Nazi Use in Concentration Camps

For information regarding the other triangles, see Nazi concentration camp badges.

Under Nazi Germany every prisoner had to wear a concentration camp badge on their jacket, the color of which categorized them into groups. Homosexual men had to wear the Pink Triangle. Other colors identified Jews (two triangles superimposed as a yellow star), political prisoners, Jehovah's Witnesses, "anti-social" prisoners, and others the Nazis deemed undesirable.

While the number of homosexuals in German concentration camps is hard to estimate, Richard Plant gives a rough estimate of the number of men convicted for homosexuality "between 1933 to 1944 at between 50,000 and 63,000."
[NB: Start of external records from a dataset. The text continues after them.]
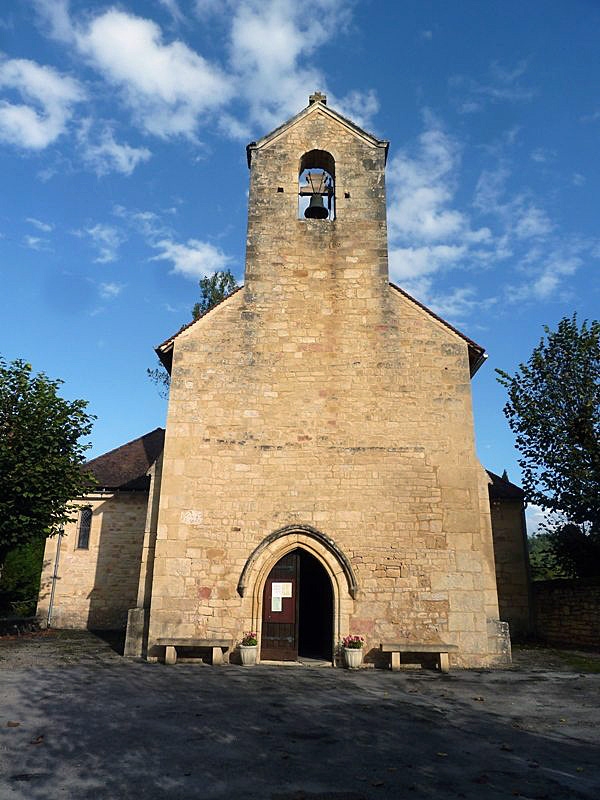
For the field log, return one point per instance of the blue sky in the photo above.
(124, 180)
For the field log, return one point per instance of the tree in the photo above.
(41, 455)
(213, 290)
(553, 409)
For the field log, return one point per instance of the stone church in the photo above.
(317, 476)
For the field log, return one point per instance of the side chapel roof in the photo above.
(502, 489)
(126, 467)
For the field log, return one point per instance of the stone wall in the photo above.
(567, 612)
(96, 586)
(320, 397)
(512, 566)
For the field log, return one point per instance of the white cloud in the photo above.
(47, 108)
(192, 260)
(275, 48)
(35, 243)
(109, 291)
(504, 86)
(45, 227)
(274, 51)
(172, 6)
(106, 239)
(428, 234)
(408, 263)
(108, 155)
(541, 155)
(205, 8)
(168, 87)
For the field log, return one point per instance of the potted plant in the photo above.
(249, 648)
(353, 645)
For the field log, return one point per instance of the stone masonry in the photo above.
(320, 398)
(96, 586)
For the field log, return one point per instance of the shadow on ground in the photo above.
(118, 729)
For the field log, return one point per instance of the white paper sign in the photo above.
(276, 603)
(281, 589)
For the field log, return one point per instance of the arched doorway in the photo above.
(297, 610)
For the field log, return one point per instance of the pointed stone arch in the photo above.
(335, 563)
(323, 543)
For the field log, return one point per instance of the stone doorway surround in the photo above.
(325, 550)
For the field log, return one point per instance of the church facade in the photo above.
(318, 474)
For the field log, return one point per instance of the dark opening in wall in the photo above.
(316, 186)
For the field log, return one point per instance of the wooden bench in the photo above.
(216, 645)
(440, 649)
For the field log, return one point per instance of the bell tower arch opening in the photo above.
(316, 186)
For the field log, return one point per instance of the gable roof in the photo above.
(501, 489)
(126, 468)
(164, 350)
(317, 104)
(477, 354)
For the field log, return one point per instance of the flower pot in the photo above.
(353, 657)
(248, 653)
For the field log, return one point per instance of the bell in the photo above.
(316, 209)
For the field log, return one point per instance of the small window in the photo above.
(316, 186)
(84, 527)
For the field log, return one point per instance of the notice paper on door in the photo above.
(276, 603)
(281, 589)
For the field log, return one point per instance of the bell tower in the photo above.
(317, 214)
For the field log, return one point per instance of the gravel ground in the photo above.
(77, 721)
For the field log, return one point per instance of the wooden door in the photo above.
(279, 639)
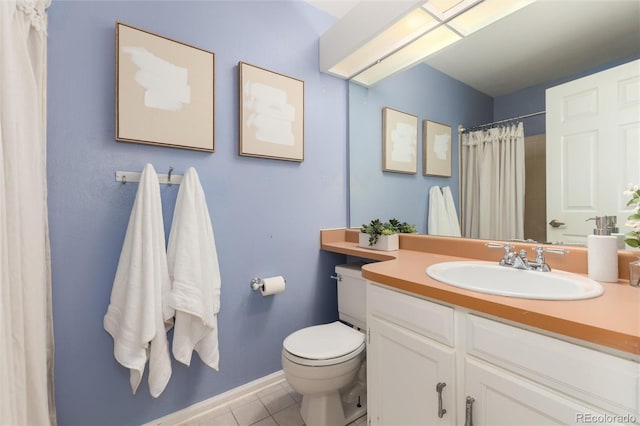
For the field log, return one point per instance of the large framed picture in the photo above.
(436, 149)
(164, 91)
(271, 114)
(399, 141)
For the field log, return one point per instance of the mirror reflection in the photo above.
(435, 91)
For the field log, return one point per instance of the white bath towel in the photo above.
(438, 222)
(195, 275)
(452, 214)
(137, 317)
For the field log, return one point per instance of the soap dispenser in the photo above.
(602, 250)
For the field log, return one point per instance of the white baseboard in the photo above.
(217, 401)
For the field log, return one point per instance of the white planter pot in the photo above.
(384, 243)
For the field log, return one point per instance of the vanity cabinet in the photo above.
(410, 360)
(495, 373)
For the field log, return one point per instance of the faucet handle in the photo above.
(540, 261)
(507, 259)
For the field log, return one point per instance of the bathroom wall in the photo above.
(428, 94)
(266, 214)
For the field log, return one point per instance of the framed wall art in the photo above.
(271, 116)
(436, 149)
(164, 91)
(399, 141)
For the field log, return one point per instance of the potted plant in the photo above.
(383, 236)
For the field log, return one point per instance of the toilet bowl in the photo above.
(326, 363)
(320, 361)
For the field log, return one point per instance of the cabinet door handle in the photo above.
(468, 417)
(439, 387)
After the camps were liberated at the end of the Second World War, many of the pink triangle prisoners were often simply re-imprisoned by the Allied-established Federal Republic of Germany. An openly gay man named Heinz Dörmer, for instance, served 20 years total, first in a Nazi concentration camp and then in the jails of the new Republic. In fact, the Nazi amendments to Paragraph 175, which turned homosexuality from a minor offense into a felony, remained intact in both East and West Germany after the war for a further 24 years. While suits seeking monetary compensation have failed, in 2002 the German government issued an official apology to the gay community.

In 1995, after a decade of campaigning, a pink triangle plaque was installed at the Dachau Memorial Museum to commemorate the suffering of gay men and lesbians.

On August 3, 2011 Rudolf Brazda died at the age of 98, he was the last known homosexual deportation survivor. In 2000, the documentary film Paragraph 175 recorded some of their testimonies.